Most of the crime associated with meth abuse is to pay the enormous margins which a black market product with high demand incurs.

Chris Wilkins draws attention to barriers that prevent meth users from accessing help with their habit. Negative police involvement is high on the list, as well as long waiting lists for treatment. This is unsurprising. The same problems exist in treating heroin users with methadone.

The next speaker is Dr Keith Bedford from the ESR talking about meth labs. I'm wary of any expert from the ESR, if for no other reason that they have been very fond of pushing their drug testing services to control freak parents, schools and workplaces in recent years.

However, I was quite surprised to hear Bedford admit that most of the pseudoephedrine and ephedrine used to make meth these days comes not from over-the-counter meds but directly imported from overseas. I was right all along.

Dr Peter Black clinical pharmacologist from Auckland University was next, who all but admitted that medications containing pseudoephedrine do help runny noses for cold sufferers, if not for hayfever.

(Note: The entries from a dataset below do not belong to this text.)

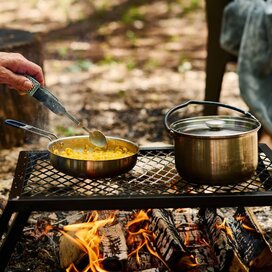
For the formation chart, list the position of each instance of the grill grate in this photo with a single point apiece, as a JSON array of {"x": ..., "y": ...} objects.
[{"x": 154, "y": 176}]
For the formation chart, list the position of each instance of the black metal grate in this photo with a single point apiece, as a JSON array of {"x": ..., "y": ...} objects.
[{"x": 154, "y": 176}]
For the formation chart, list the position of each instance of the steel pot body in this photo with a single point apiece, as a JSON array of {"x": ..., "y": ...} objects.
[{"x": 215, "y": 150}]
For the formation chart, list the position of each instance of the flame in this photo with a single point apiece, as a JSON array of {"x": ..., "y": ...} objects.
[
  {"x": 87, "y": 238},
  {"x": 224, "y": 227},
  {"x": 245, "y": 226},
  {"x": 140, "y": 236}
]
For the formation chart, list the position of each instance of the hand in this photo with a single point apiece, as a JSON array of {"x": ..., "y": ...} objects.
[{"x": 12, "y": 68}]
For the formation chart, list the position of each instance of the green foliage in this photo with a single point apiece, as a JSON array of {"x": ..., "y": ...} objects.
[
  {"x": 131, "y": 64},
  {"x": 184, "y": 65},
  {"x": 131, "y": 15},
  {"x": 131, "y": 35},
  {"x": 108, "y": 59},
  {"x": 151, "y": 63},
  {"x": 80, "y": 65},
  {"x": 189, "y": 5},
  {"x": 63, "y": 52}
]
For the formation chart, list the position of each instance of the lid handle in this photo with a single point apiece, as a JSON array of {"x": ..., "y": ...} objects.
[
  {"x": 197, "y": 102},
  {"x": 215, "y": 124}
]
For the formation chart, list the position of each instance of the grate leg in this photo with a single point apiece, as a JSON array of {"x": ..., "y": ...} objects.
[
  {"x": 4, "y": 219},
  {"x": 12, "y": 237}
]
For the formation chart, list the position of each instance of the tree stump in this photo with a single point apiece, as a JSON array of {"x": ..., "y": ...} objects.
[{"x": 14, "y": 106}]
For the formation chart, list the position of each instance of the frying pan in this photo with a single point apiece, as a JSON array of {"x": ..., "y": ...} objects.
[{"x": 79, "y": 167}]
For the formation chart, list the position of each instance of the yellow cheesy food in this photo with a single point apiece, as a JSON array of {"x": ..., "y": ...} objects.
[{"x": 95, "y": 154}]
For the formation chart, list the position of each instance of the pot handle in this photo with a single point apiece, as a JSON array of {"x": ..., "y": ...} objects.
[
  {"x": 198, "y": 102},
  {"x": 49, "y": 135}
]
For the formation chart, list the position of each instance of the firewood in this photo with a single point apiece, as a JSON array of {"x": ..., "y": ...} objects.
[
  {"x": 227, "y": 258},
  {"x": 168, "y": 241},
  {"x": 69, "y": 252}
]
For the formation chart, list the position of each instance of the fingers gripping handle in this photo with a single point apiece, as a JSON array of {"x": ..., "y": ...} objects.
[{"x": 44, "y": 96}]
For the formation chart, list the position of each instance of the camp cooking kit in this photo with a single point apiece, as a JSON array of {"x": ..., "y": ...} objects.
[
  {"x": 214, "y": 150},
  {"x": 215, "y": 161}
]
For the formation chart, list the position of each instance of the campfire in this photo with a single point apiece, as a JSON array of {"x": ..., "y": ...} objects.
[{"x": 195, "y": 240}]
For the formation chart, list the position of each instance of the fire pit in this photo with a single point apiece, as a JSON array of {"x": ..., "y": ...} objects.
[{"x": 153, "y": 183}]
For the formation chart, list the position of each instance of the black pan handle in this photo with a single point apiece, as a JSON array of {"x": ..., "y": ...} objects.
[
  {"x": 198, "y": 102},
  {"x": 14, "y": 123}
]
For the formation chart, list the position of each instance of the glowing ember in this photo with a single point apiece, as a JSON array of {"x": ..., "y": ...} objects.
[
  {"x": 139, "y": 236},
  {"x": 244, "y": 225},
  {"x": 86, "y": 237},
  {"x": 224, "y": 227}
]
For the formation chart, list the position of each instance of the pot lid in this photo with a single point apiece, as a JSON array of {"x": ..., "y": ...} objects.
[{"x": 209, "y": 126}]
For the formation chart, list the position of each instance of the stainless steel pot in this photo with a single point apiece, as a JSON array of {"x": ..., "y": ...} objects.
[
  {"x": 214, "y": 150},
  {"x": 83, "y": 168}
]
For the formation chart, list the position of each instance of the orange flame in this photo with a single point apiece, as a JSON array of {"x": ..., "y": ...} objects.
[
  {"x": 224, "y": 227},
  {"x": 245, "y": 226},
  {"x": 87, "y": 238}
]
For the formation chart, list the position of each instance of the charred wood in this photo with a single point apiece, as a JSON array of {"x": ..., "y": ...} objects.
[
  {"x": 168, "y": 241},
  {"x": 227, "y": 258}
]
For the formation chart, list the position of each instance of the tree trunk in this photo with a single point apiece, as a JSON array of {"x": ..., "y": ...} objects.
[{"x": 14, "y": 106}]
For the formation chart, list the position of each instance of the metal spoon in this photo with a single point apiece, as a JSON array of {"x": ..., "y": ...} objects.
[
  {"x": 96, "y": 137},
  {"x": 50, "y": 101}
]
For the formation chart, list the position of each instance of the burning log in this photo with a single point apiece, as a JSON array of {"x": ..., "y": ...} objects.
[
  {"x": 142, "y": 256},
  {"x": 248, "y": 239},
  {"x": 113, "y": 248},
  {"x": 195, "y": 238},
  {"x": 168, "y": 241},
  {"x": 217, "y": 232}
]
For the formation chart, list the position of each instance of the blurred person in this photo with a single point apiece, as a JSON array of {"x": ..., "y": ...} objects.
[{"x": 13, "y": 67}]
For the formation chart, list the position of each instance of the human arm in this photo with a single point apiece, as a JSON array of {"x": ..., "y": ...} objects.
[{"x": 13, "y": 67}]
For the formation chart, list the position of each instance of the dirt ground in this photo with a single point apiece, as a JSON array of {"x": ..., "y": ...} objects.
[{"x": 119, "y": 68}]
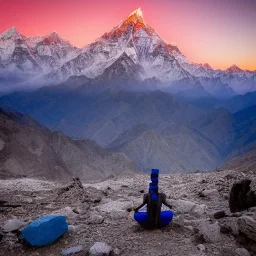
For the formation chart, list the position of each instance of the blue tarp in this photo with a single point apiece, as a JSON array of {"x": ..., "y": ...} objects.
[{"x": 45, "y": 230}]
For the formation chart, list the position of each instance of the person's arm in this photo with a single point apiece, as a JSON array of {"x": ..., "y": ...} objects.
[
  {"x": 164, "y": 201},
  {"x": 145, "y": 200}
]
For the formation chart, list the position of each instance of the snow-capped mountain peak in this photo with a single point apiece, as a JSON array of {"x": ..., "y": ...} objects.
[
  {"x": 234, "y": 68},
  {"x": 135, "y": 17},
  {"x": 207, "y": 66},
  {"x": 10, "y": 33}
]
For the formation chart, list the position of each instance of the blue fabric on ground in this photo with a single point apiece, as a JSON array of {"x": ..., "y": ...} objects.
[
  {"x": 45, "y": 230},
  {"x": 143, "y": 219}
]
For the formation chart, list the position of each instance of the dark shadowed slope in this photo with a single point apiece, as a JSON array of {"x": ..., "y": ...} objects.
[{"x": 32, "y": 150}]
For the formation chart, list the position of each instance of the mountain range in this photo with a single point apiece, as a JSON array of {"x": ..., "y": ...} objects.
[
  {"x": 28, "y": 149},
  {"x": 129, "y": 99},
  {"x": 132, "y": 51}
]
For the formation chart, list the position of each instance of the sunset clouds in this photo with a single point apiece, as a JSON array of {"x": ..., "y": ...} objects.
[{"x": 218, "y": 32}]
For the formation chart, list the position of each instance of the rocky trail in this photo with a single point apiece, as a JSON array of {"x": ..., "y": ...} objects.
[{"x": 102, "y": 212}]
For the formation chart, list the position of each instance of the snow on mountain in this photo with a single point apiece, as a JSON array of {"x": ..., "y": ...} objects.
[
  {"x": 15, "y": 53},
  {"x": 141, "y": 44},
  {"x": 132, "y": 49},
  {"x": 233, "y": 69},
  {"x": 51, "y": 50}
]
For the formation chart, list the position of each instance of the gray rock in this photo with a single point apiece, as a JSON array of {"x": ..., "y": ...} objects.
[
  {"x": 210, "y": 193},
  {"x": 100, "y": 249},
  {"x": 117, "y": 215},
  {"x": 242, "y": 252},
  {"x": 116, "y": 252},
  {"x": 210, "y": 232},
  {"x": 184, "y": 206},
  {"x": 229, "y": 225},
  {"x": 201, "y": 247},
  {"x": 219, "y": 214},
  {"x": 247, "y": 225},
  {"x": 67, "y": 212},
  {"x": 71, "y": 251},
  {"x": 12, "y": 225},
  {"x": 72, "y": 228},
  {"x": 95, "y": 219}
]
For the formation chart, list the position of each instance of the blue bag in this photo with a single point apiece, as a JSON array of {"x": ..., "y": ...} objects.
[
  {"x": 143, "y": 219},
  {"x": 45, "y": 230}
]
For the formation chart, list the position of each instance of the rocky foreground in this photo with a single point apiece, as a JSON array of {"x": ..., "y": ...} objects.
[{"x": 100, "y": 216}]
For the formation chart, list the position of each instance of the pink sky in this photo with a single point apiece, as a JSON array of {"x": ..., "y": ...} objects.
[{"x": 220, "y": 32}]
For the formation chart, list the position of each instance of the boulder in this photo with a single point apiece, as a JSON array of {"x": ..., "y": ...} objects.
[
  {"x": 209, "y": 232},
  {"x": 183, "y": 206},
  {"x": 44, "y": 230},
  {"x": 242, "y": 252},
  {"x": 219, "y": 215},
  {"x": 210, "y": 193},
  {"x": 201, "y": 247},
  {"x": 117, "y": 215},
  {"x": 247, "y": 226},
  {"x": 67, "y": 212},
  {"x": 241, "y": 196},
  {"x": 12, "y": 225},
  {"x": 72, "y": 250},
  {"x": 229, "y": 225},
  {"x": 100, "y": 249},
  {"x": 95, "y": 219}
]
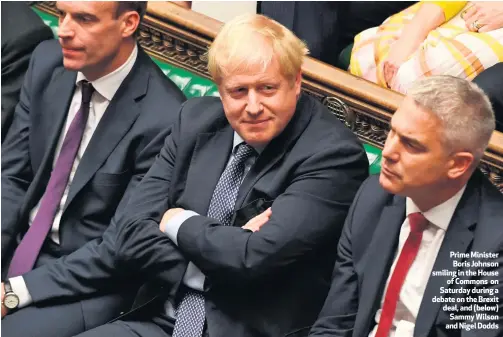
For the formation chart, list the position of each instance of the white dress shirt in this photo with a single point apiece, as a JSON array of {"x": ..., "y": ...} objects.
[
  {"x": 194, "y": 278},
  {"x": 105, "y": 89},
  {"x": 419, "y": 273}
]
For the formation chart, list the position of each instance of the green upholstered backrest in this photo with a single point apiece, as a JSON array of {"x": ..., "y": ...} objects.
[{"x": 193, "y": 85}]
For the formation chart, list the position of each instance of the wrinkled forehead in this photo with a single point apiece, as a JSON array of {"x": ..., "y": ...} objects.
[
  {"x": 411, "y": 119},
  {"x": 97, "y": 8}
]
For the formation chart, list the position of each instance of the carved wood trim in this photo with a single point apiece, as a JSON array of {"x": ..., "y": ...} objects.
[{"x": 181, "y": 37}]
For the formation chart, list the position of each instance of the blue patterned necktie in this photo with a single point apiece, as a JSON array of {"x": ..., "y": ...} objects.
[{"x": 190, "y": 313}]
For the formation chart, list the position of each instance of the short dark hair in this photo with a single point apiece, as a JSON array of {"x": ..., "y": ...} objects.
[{"x": 138, "y": 6}]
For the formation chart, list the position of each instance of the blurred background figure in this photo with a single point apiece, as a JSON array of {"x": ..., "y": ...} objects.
[
  {"x": 430, "y": 38},
  {"x": 328, "y": 26},
  {"x": 22, "y": 31}
]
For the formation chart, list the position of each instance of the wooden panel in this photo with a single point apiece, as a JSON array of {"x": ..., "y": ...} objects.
[{"x": 181, "y": 37}]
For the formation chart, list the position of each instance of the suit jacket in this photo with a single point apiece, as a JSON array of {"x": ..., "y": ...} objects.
[
  {"x": 369, "y": 243},
  {"x": 120, "y": 152},
  {"x": 267, "y": 283},
  {"x": 22, "y": 31}
]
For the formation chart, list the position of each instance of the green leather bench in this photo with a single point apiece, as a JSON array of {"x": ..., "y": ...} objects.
[{"x": 193, "y": 85}]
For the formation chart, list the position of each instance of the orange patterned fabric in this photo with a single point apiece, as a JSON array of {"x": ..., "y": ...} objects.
[{"x": 450, "y": 49}]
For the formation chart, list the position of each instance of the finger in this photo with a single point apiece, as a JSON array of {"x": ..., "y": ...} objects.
[
  {"x": 487, "y": 28},
  {"x": 475, "y": 18},
  {"x": 388, "y": 73},
  {"x": 469, "y": 12}
]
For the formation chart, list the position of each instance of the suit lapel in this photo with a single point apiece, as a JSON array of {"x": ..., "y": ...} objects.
[
  {"x": 458, "y": 237},
  {"x": 54, "y": 110},
  {"x": 120, "y": 114},
  {"x": 202, "y": 177},
  {"x": 276, "y": 149},
  {"x": 380, "y": 256}
]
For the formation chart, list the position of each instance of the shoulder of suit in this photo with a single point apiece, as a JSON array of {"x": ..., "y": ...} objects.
[
  {"x": 204, "y": 107},
  {"x": 48, "y": 54},
  {"x": 325, "y": 119}
]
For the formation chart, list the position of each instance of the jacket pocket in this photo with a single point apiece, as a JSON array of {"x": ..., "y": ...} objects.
[{"x": 111, "y": 179}]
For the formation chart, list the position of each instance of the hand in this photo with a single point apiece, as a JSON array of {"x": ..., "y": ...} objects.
[
  {"x": 258, "y": 221},
  {"x": 167, "y": 216},
  {"x": 4, "y": 309},
  {"x": 488, "y": 15},
  {"x": 399, "y": 53}
]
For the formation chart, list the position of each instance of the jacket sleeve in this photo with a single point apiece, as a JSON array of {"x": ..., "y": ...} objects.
[
  {"x": 337, "y": 317},
  {"x": 103, "y": 262},
  {"x": 17, "y": 173},
  {"x": 310, "y": 213}
]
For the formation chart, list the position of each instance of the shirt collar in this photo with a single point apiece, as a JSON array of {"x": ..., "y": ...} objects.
[
  {"x": 439, "y": 215},
  {"x": 238, "y": 140},
  {"x": 108, "y": 85}
]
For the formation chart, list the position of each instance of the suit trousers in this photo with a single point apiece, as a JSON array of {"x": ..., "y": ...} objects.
[{"x": 127, "y": 329}]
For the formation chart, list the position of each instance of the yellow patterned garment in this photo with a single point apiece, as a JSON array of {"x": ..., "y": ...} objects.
[{"x": 450, "y": 49}]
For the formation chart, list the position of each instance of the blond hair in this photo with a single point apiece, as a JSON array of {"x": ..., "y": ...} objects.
[
  {"x": 464, "y": 109},
  {"x": 240, "y": 46}
]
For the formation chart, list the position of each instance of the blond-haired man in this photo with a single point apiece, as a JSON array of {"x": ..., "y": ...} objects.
[
  {"x": 261, "y": 153},
  {"x": 421, "y": 253}
]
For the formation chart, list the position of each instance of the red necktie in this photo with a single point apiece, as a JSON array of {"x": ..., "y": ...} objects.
[{"x": 418, "y": 224}]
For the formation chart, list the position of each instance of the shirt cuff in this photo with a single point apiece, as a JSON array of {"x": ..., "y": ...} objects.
[
  {"x": 173, "y": 224},
  {"x": 19, "y": 288}
]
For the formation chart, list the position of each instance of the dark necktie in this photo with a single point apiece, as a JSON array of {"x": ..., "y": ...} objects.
[
  {"x": 418, "y": 224},
  {"x": 190, "y": 314},
  {"x": 28, "y": 249}
]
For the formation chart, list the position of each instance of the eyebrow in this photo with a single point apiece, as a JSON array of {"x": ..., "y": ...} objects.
[{"x": 81, "y": 14}]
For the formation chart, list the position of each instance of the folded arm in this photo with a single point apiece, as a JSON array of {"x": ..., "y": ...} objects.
[
  {"x": 17, "y": 172},
  {"x": 309, "y": 214},
  {"x": 338, "y": 314}
]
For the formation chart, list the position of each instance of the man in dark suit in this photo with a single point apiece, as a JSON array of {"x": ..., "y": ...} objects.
[
  {"x": 421, "y": 250},
  {"x": 22, "y": 31},
  {"x": 93, "y": 114},
  {"x": 252, "y": 188}
]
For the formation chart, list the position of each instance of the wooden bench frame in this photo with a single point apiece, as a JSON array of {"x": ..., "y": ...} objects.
[{"x": 181, "y": 37}]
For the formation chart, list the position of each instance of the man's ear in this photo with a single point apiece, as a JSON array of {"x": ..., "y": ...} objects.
[
  {"x": 130, "y": 22},
  {"x": 298, "y": 83},
  {"x": 459, "y": 164}
]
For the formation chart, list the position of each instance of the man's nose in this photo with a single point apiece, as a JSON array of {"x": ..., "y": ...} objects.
[
  {"x": 253, "y": 105},
  {"x": 65, "y": 29}
]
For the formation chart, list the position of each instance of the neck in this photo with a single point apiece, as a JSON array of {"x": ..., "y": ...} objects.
[
  {"x": 438, "y": 195},
  {"x": 110, "y": 65}
]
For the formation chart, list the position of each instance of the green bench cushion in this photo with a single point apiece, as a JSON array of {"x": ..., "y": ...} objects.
[{"x": 193, "y": 85}]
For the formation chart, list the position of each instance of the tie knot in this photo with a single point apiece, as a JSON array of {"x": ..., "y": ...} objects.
[
  {"x": 87, "y": 92},
  {"x": 418, "y": 222},
  {"x": 244, "y": 151}
]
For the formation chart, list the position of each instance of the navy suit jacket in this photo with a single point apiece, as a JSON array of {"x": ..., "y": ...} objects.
[
  {"x": 268, "y": 283},
  {"x": 369, "y": 243},
  {"x": 22, "y": 31},
  {"x": 122, "y": 148}
]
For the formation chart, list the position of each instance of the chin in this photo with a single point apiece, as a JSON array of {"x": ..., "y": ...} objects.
[
  {"x": 71, "y": 65},
  {"x": 388, "y": 185}
]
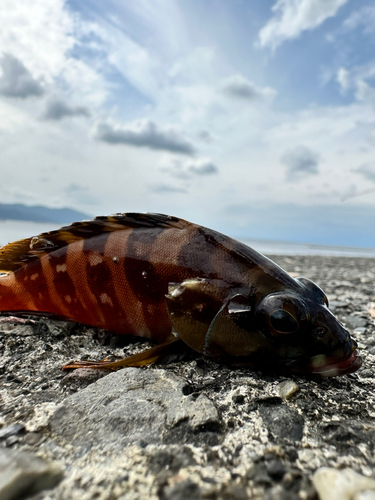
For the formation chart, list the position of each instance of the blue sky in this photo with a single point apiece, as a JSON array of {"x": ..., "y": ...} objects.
[{"x": 255, "y": 117}]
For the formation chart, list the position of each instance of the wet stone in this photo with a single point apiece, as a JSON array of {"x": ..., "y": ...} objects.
[
  {"x": 283, "y": 422},
  {"x": 11, "y": 430},
  {"x": 132, "y": 405},
  {"x": 332, "y": 484},
  {"x": 275, "y": 469},
  {"x": 22, "y": 472},
  {"x": 287, "y": 389}
]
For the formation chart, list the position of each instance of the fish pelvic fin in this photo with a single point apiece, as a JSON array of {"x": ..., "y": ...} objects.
[{"x": 146, "y": 357}]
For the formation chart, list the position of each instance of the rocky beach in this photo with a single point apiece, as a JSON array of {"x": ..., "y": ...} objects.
[{"x": 186, "y": 427}]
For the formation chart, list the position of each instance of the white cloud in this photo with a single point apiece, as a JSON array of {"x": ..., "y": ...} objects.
[
  {"x": 367, "y": 170},
  {"x": 292, "y": 17},
  {"x": 16, "y": 80},
  {"x": 143, "y": 134},
  {"x": 364, "y": 17},
  {"x": 183, "y": 169},
  {"x": 239, "y": 87},
  {"x": 41, "y": 35},
  {"x": 300, "y": 162},
  {"x": 365, "y": 93},
  {"x": 343, "y": 78},
  {"x": 57, "y": 109}
]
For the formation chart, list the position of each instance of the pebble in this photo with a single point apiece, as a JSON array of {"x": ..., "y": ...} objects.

MacDoctor has provided more straight-forward advice on what works and what doesn't.

But my wrath is reserved for alleged expert Mike Sabin, the only speaker without a PhD on the podium. I'm glad I didn't have to sit through his Powerpoint slides. It was bad enough with headphones only. Former drug detective Mike Sabin is no Law Enforcement Against Prohibition supporter.

Thank Dagg some chick from the DomPost asked him outright whether he thinks pseudoephedrine should be banned in NZ. His demand reduction dogma barked madly. He admitted to a Radio Live guy that NZ has a mature meth market, and the worst is over. He admitted that there are different problems associated with that. Mike "Paradox" Sabin contradicted his straight old line.

But what REALLY annoys the bejesus out of me, is that there was no input from actual users of pseudoephedrine. Like the Hearing ordering the Deaf about, or the pope dictating the laws of sex, where were the consumer groups? No sniffling shift workers, no blocked-nose radio announcers, no old grannies sitting in cold misery. Where were the health treatment clinics such as CADS, who deal with the professional end users on a regular basis?

But I'll forgive the organisers. Stay tuned to the end of part two, where the DomPost chick leads a round of speculation on what John Key plans to do. The liklihood of becoming prescription only or an outright ban hung in the air like smoke.

Dr Chris Wilkins finishes with a much better idea than fiddling about with precursor prohibition. Get the ones who want help into treatment. Stop shorting the services that would really hit demand reduction effectively. Even Jim Anderton had to admit that truth with the Needle Exchange Clinics.

Stop punishing the majority and start taking care of the minorities. Stop treating health matters as criminal justice matters. Legalise drugs. It's cheaper on all fronts.